Published Wednesday December 10th, 2014 | by

I am happy to announce that Qt 5.4 has been released today and is available for download from Together with Qt 5.4, we have also released Qt Creator 3.3 and an update to Qt for device creation on embedded Linux and embedded Android.

But let’s start with Qt 5.4. One of the main focus areas of this Qt release has been around Web technologies and we have a lot of cool new things to offer there.

Renewed Web Story

HTML5 and Web technologies have become more and more important over the last years, and we have spent the last year developing a completely renewed Web offering for Qt. The Qt WebEngine module is the result of a long-term R&D project where we adopted the Chromium Web engine for use within Qt. With Qt 5.4, it is fully supported on the most used desktop and embedded platforms. Qt WebEngine provides you with an easy-to-use API to embed Web content in both Qt Widgets and Qt Quick based applications.

The new Qt WebChannel module provides a simple-to-use bridge between QML/C++ and HTML/Javascript. This enables the creation of hybrid applications that use both Qt and Web technologies. Communication between both sides happens by exposing QObjects in the Web context. The module works not only with Qt WebEngine, but also with any other browser engine that has support for Web sockets.

As a third component, Qt 5.4 introduces a Technology Preview of a new module called Qt WebView. The Qt WebView module offers a more limited API to embed the web browser that is native to the underlying operating system for use cases where the full Qt WebEngine isn’t needed, or where it can’t be used because of restrictions coming from the underlying OS. In Qt 5.4, the Qt WebView module supports iOS and Android.

Together with the Qt WebSockets module introduced in Qt 5.3, Qt now has great support for many of the latest Web technologies and makes interacting with Web content very easy. Qt WebEngine and Qt WebView make it very easy to embed HTML5, Qt WebChannel creates the communication channel between Qt and HTML5 that is required for hybrid applications, and Qt WebSockets allows for an easy communication between Qt and many Web services.

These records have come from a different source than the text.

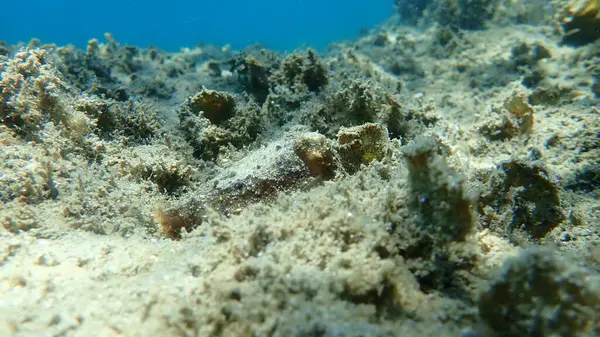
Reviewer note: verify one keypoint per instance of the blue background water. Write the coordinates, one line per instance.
(281, 25)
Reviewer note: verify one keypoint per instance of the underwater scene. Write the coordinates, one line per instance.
(300, 168)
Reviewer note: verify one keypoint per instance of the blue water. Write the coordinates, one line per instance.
(281, 25)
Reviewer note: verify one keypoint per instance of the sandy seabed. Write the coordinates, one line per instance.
(435, 179)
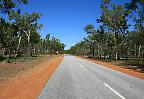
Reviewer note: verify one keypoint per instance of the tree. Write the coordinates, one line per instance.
(115, 19)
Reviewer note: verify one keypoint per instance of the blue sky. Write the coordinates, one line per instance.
(65, 19)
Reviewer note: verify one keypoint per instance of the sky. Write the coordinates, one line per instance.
(65, 19)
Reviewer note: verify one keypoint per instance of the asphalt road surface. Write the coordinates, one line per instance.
(76, 78)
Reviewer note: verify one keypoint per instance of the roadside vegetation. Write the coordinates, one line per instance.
(120, 36)
(19, 36)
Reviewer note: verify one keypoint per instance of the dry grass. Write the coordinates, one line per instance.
(8, 70)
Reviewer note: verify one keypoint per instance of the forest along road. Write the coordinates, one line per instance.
(76, 78)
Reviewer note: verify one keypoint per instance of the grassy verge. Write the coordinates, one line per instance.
(8, 70)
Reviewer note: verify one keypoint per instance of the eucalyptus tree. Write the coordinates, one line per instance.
(114, 17)
(137, 13)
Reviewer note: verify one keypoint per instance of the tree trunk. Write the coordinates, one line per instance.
(115, 44)
(19, 42)
(29, 45)
(139, 52)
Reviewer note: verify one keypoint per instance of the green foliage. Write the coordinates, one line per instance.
(19, 35)
(112, 40)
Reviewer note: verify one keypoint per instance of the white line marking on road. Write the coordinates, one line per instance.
(114, 91)
(82, 66)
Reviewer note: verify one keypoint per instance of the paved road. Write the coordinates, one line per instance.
(79, 79)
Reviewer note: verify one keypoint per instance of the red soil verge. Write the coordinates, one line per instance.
(117, 68)
(30, 84)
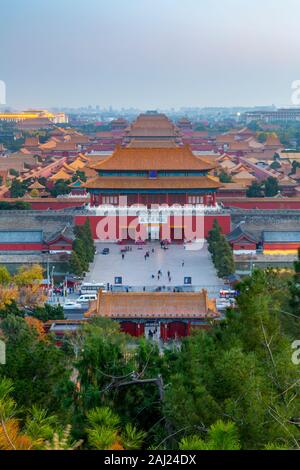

Qt 5.4 also still contains the older Qt WebKit module. Qt WebKit is still supported, but as of Qt 5.4 we consider it done, so no new functionality will be added to it. We are also planning to deprecate Qt WebKit in future releases, as the new Qt WebEngine provides what is needed. In most use cases, migrating from Qt WebKit to Qt WebEngine is rather straightforward. If you are starting a new project that requires web capabilities, we advise that you already start using Qt WebEngine.

Qt for WinRT | Completing our Cross-Platform Offering

The second big new feature of Qt 5.4 is the completion of our cross-platform story with the full support for Qt on Windows Runtime. Qt for Windows Runtime was already added as a supported Beta to Qt 5.3, and has now reached the state where it is a fully supported part of Qt. With Qt for Windows Runtime, you can create applications for the Windows Store, targeting both Windows Phone 8.1 and above as well as Windows 8.1 and newer.